Hartwick College’s vice president of student affairs, Meg Nowak, said the school applauds the administration’s Tuesday announcement of commitment to protect students and help put an end to sexual assault on campuses. Hartwick is committed to ending sexual assault and related conduct on campus, preventing recurrences and addressing the problem’s affect on the victim and community, she said.
“Any measures that will assist schools to identify the problem; improve prevention efforts and increase coordination of training and investigative activities are welcome and important steps to address this intolerable and unlawful conduct.”
Hal Legg, State University College at Oneonta’s director of communications, said the college shares President Barack Obama’s hope that bringing attention to sexual assault will help make campuses and communities safer. The college especially applauds The White House Task Force’s emphasis on engaging men as allies for the cause, he said.

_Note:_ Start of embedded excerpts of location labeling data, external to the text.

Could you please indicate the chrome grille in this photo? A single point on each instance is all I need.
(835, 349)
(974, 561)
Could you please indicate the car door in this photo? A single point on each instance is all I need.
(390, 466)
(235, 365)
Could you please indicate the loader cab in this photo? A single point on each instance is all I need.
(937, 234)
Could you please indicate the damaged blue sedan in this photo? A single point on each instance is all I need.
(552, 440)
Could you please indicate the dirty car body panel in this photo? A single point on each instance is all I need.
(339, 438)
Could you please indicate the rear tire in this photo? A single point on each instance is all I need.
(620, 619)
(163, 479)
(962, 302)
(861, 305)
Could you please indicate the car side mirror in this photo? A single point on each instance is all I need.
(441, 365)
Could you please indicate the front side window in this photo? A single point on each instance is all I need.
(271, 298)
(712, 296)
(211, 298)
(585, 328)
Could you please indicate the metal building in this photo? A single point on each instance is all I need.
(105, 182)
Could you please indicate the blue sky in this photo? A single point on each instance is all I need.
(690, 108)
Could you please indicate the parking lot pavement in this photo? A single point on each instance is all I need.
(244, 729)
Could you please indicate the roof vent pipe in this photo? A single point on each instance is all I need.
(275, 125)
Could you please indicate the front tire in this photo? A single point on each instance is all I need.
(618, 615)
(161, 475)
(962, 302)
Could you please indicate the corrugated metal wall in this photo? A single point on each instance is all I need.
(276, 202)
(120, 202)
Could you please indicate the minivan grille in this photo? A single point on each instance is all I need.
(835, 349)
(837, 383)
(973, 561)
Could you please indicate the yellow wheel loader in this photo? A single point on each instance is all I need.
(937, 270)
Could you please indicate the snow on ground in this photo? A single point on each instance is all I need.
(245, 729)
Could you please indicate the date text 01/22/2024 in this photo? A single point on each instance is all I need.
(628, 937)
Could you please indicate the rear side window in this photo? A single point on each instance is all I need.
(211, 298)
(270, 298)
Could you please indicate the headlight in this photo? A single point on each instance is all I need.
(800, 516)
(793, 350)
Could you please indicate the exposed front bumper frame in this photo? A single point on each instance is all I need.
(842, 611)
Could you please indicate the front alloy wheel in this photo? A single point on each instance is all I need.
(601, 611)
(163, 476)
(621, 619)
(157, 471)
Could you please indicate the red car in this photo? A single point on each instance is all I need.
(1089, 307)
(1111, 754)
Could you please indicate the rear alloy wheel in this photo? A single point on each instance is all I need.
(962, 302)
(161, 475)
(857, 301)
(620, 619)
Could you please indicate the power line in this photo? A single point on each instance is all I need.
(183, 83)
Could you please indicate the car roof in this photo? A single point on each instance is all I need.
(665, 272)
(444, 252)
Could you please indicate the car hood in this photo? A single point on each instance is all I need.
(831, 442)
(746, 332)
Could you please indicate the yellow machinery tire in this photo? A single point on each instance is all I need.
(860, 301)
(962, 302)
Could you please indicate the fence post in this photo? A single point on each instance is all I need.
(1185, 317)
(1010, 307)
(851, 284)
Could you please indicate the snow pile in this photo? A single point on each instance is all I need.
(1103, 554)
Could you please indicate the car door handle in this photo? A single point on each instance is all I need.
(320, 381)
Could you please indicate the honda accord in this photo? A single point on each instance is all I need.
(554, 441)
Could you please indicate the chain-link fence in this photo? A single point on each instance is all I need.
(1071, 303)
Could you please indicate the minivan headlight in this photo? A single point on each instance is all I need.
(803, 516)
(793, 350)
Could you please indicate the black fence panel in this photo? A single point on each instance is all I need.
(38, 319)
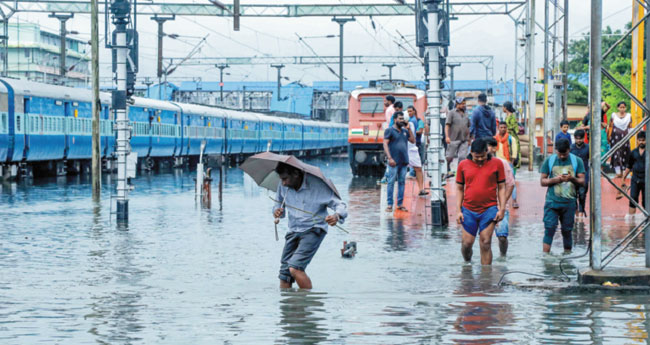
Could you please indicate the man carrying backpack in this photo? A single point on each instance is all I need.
(562, 173)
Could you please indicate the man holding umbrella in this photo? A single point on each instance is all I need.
(308, 226)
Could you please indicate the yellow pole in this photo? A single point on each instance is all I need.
(637, 66)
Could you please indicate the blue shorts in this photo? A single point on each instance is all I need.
(502, 228)
(474, 222)
(299, 249)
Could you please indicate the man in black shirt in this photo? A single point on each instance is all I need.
(636, 165)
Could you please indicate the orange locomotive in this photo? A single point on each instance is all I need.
(367, 122)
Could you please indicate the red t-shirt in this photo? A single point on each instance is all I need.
(480, 183)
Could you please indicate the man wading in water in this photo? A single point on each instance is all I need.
(478, 180)
(306, 230)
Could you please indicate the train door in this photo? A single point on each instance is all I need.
(67, 118)
(27, 110)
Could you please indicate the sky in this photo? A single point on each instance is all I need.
(470, 35)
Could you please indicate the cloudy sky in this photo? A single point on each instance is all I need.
(470, 35)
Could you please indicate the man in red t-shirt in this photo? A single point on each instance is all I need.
(478, 181)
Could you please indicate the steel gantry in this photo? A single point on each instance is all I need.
(596, 71)
(458, 8)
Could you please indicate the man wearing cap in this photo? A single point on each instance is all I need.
(457, 133)
(483, 122)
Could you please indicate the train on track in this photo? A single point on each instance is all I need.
(367, 122)
(49, 127)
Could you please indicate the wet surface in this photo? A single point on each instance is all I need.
(180, 273)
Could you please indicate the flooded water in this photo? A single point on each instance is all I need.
(183, 274)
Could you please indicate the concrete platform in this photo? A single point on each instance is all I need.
(622, 276)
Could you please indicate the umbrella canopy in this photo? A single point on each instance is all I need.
(261, 167)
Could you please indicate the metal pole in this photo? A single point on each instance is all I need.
(546, 81)
(452, 90)
(221, 67)
(279, 67)
(531, 85)
(121, 11)
(646, 194)
(63, 18)
(341, 22)
(595, 78)
(390, 70)
(5, 61)
(434, 150)
(565, 61)
(96, 106)
(514, 79)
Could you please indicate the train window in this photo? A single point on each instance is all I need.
(406, 101)
(372, 104)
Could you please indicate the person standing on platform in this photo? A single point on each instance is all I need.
(619, 125)
(636, 165)
(513, 131)
(501, 229)
(481, 201)
(457, 130)
(414, 155)
(396, 150)
(564, 132)
(306, 232)
(505, 151)
(389, 103)
(483, 121)
(563, 173)
(580, 149)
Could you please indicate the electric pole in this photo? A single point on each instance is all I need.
(96, 106)
(390, 70)
(221, 67)
(279, 67)
(452, 91)
(63, 18)
(161, 20)
(341, 22)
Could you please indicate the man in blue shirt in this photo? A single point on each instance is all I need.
(564, 132)
(563, 173)
(483, 120)
(396, 150)
(306, 230)
(581, 150)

SUNY Oneonta officials are still digesting the report, Legg said, but the college is already in sync with many mandates that the Task Force recommended in its plan and offers several resources and activities aimed at preventing and responding to sexual violence. Besides counseling, workshops and tools to report violence, the campus has strong relationships with organizations such as the Violence Intervention Program and Opportunities for Otsego, Legg said. This broadens the range of services available to students and includes a 24-hour hotline for victims, as well as training to become a state certified rape crisis counselor.

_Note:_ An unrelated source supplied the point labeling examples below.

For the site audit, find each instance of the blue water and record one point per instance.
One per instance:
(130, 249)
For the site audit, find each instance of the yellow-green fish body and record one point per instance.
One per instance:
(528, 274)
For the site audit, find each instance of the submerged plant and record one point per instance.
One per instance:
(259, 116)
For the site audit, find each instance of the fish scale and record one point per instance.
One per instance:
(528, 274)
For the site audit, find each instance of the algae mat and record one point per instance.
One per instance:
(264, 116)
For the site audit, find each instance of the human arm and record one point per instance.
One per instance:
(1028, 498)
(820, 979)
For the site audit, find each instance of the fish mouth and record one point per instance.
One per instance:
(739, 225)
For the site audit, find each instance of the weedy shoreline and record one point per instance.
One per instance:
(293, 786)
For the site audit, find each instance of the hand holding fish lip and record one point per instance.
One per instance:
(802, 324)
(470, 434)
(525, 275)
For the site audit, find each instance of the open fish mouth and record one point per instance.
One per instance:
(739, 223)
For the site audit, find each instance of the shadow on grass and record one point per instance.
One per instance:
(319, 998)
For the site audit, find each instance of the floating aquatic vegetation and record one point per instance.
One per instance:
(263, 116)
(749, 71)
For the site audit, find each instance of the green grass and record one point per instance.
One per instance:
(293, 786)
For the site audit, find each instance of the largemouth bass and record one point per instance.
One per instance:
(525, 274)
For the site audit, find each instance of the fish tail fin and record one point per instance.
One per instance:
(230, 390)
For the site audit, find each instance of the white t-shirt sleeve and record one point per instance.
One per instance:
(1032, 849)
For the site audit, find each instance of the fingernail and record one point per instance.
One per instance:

SUNY Oneonta reported a total of six sexual offenses to the U.S. Department of Education during the last three years for which complete data is available (2010, 2011, and 2012), Legg said. In 2013, the college reorganized their Providing Advocacy and Intervention Regarding Sexual Assault program into a group called Know Violence, which is administered by the Counseling, Health & Wellness Center, he said. Know Violence programming includes the popular Re-Think campaign, which is designed to focus the blame on perpetrators of sexual assault. More than 450 SUNY Oneonta students have participated in the Re-Think program, he said. “Our primary goals are to empower our students to be knowledgeable bystanders who can intervene in situations that may lead to sexual violence, to assist students who have been assaulted, and to hold responsible those who commit sexual violence,” Legg said. U.S. Senator Kirsten Gillibrand said she is pleased that the Task Force is suggesting that colleges administer and publish an annual survey about campus sexual assaults.
“The price of a college education should never include a one-in-five chance of being sexually assaulted,” Gillibrand said.
Barbara Jones, vice president for student life at the State University College of Technology at Delhi, said Tuesday night that the college did not have a chance to review the Task Force’s recommendations since the report was just issued.
“Student safety is our top priority and we take it very seriously,” Jones said. “We will be reviewing the report closely to consider all the recommendations to enhance our efforts in meeting the spirit and requirements of Title IX.”
Officials at SUNY Cobleskill didn’t have time to study the report’s recommendations yet, either, according to the school’s director of communications and marketing, Diane Dobry.
“We will certainly review it carefully,” Dobry said, “to see how its recommendations can enhance our campus-wide commitment to student safety.